Orthogonal Geometry and Quantum Error Correction

A.R. Calderbank
Information Sciences Center
At&T Labs - Research
Florham Park, NJ 07932

The unreasonable effectiveness of quantum computing is founded on coherent quantum superposition or entanglement which allows a large number of calculations to be performed simultaneously. This coherence is lost as a quantum system interacts with its environment.

In classical computing one can assemble computers that are much more reliable than any of their individual components by exploiting error correcting codes. In quantum computing this was thought to be precluded by the Heisenberg Uncertainty Principle as recently as 2 years ago. But the development of quantum error correcting codes has completely turned this around.

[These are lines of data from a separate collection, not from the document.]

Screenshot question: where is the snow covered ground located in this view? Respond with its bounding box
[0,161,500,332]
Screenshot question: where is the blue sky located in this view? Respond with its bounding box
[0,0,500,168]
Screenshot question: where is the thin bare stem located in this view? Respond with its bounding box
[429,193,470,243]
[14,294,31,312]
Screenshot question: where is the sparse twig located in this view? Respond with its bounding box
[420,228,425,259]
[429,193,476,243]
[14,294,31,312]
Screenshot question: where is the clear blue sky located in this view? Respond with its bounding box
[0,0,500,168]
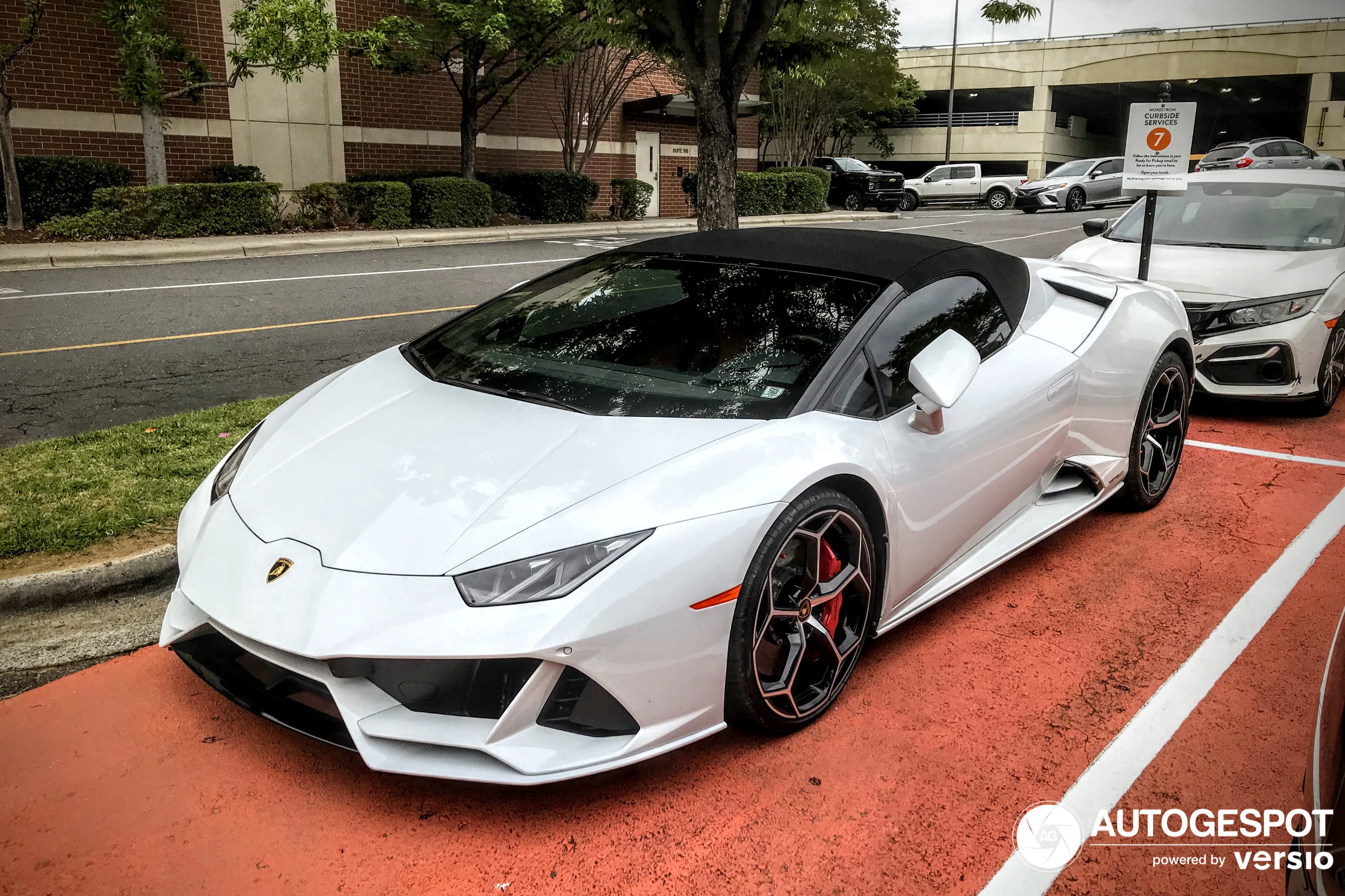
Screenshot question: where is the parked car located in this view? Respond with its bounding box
[812,156,905,211]
[160,227,1191,784]
[1060,169,1345,414]
[901,163,1028,211]
[1196,137,1341,171]
[1013,156,1135,214]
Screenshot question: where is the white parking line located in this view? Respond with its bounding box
[878,218,975,233]
[0,258,578,301]
[981,457,1345,896]
[976,226,1079,246]
[1186,438,1345,467]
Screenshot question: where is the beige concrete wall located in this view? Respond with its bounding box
[877,20,1345,176]
[219,0,346,190]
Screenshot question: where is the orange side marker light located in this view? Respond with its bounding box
[692,585,742,610]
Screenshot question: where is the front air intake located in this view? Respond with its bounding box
[536,666,640,737]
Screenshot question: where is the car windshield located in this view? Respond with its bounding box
[1046,159,1098,177]
[1107,182,1345,252]
[406,253,885,420]
[1201,147,1247,162]
[837,156,873,171]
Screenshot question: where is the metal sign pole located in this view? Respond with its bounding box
[1139,190,1158,280]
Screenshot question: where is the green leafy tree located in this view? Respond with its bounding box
[97,0,340,184]
[759,0,922,165]
[0,0,46,230]
[347,0,586,179]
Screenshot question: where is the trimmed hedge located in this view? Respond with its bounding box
[0,156,130,227]
[39,183,280,239]
[738,171,785,215]
[294,180,411,230]
[206,165,266,183]
[775,168,831,215]
[612,177,653,221]
[476,171,597,223]
[410,177,491,227]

This talk will describe a beautiful group theoretic framework that simplifies the presentation of known quantum error correcting codes and greatly facilitates the construction of new examples.

Sources

P. W. Shor
A. R. Calderbank, P. W. Shor
A Steane
D. Gottesman
A. R. Calderbank, E. M. Rains, P. W. Shor and N. J. A. Sloane

Below are the materials used during the talk.

Historical Perspective

Early work of Rolf Landauer and Charles Bennett of IBM T.J. Watson Research Lab on the physics of information processing circuits. Every 2 years for the past 50 years computers have become twice as fast while components have become twice as small.

As the components of computer circuits become very small their description must be given by quantum mechanics. Today experimental physicists are demonstrating control over the kind of events where one or two atoms are manipulated with one or two photons.

Early 1980s: Paul Benioff of Argonne Natl. Lab and David Deutsch of the Univ. of Oxford begin to model quantum computers to find out how they might differ from classical computers.

1994: Peter Shor of AT&T Labs exploits quantum coherence to find fast algorithms for factoring integers on a quantum computer. The first example of an important problem that a quantum computer can solve faster than a classical computer.

Why is this problem important?

If we look back 25 years it was generally believed that private communication over a public channel was impossible unless the two parties had agreed beforehand on some random secret information noone else knew. The invention of public key cryptography in 1976 completely changed this picture and made electronic commerce a real possibility, but the security of RSA rests on the presumed intractability of factoring.